The Dems' problem

Posted: Nov 11, 2004 12:00 AM

WASHINGTON, D.C. -- One of the reasons I can say with the utmost confidence that the liberal Democrats are going to be out in the cold for a very long time has to do with a sociological observation. Almost no liberal Democrat knows a conservative Republican of whom he is not contemptuous.

 To be sure, liberals in their think tanks, their universities, their corporate offices or government bureaucracies encounter the occasional conservative. Doubtless over at Harvard's Kennedy School of Government, many of the resident liberals knew that amiable moderate conservative former, Sen. Al Simpson. Many probably even liked him. Simpson is not easy to dislike. But did they respect his political values? The thing for a liberal is impossible.

 In fact, did the liberals at the Kennedy School even recognize the amiable old senator's political values? As I say, Al is a "moderate conservative." If memory serves, he was pro-choice. He was not a ferocious tax-cutter or a very vigilant proponent of limited government. Yet loosely defined, the Al Simpson I knew was conservative, which means that the liberals who knew him probably suspected him to be down deep a bigot and stupid.

 Liberals believe that even the most amiable conservative is predisposed toward old-fashioned prejudice against all their approved minorities: gays, blacks, poor people, feminists, the disabled. Moreover, American liberals have been convinced for generations that John Stuart Mill was right on the money when he adjudged conservatives as being members of "the stupid party," notwithstanding that Mill was talking about a different country and a different kind of conservative.

 To American liberals, almost all conservatives are a little stupid, even conservative presidents. The only exception to this rule is a conservative who is obviously intelligent, for instance Richard Nixon or Henry Kissinger. These rare conservatives of intellect, every liberal knows, are immoral and usually in the pay of evil powers -- for instance, corporations.

 The liberal Democrats' contempt for those who just won the Nov. 2 elections explains their amazing anger. Couple their contempt with their ignorance -- often studied ignorance -- of the people who just beat them, and you will understand why I say liberals are, politically speaking, finished.

 In all the soul-searching I have read since the election, only one Democrat has demonstrated the insight to move on with the rebuilding of his party. That is Sen. Evan Bayh of Indiana, who told a New York Times reporter: "We need to be a party that stands for more than the sum of our resentments. In the heartland, where I am from, there are doubts. Too often, we're caricatured as a bicoastal cultural elite that is condescending at best and contemptuous at worst to the values that Americans hold in their daily lives."

 Yes, the good senator said "condescending" and "contemptuous." He also talks as though the citizenry in the heartland has legitimate values. Those are basically the values of moral accountability, hard work, personal freedom, limited government and equality before the law, and then you can throw in many of the so-called liberal values: tolerance, compassion, some sort of egalitarianism. Those values are not unique to liberals, though liberals think they are

 It is when one gets off into "gay marriage," affirmative action and the campaign against religion, and in favor of whatever it is that liberals now say they want to do with the United Nations that liberals lose touch with the American people. Of liberalism it can be said that when it does take up a good principle or fine value, it eventually takes it to an extreme that is at first preposterous then repellent.

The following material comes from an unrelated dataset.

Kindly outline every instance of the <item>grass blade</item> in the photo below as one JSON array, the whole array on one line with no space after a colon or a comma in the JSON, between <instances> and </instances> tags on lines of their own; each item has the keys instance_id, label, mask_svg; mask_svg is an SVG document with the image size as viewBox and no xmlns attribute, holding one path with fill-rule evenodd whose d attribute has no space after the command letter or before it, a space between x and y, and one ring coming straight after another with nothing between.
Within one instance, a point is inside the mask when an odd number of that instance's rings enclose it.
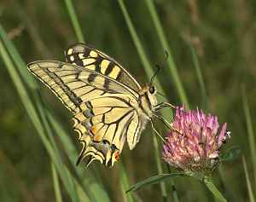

 What will Bayh and his more sensible Democrats have to do to make the Democratic Party competitive with the Republicans? First, they will have to recognize the legitimacy of the Republicans. They will have to identify the legitimacy of the Republicans' values.

 Then, the Democrats will have to adopt those values with their own twist, be it populist or statist or whatever. But first I suggest that the well-intentioned Democrat take a Republican to dinner. Try to comprehend that your dinner companion is neither a bigot nor a dolt.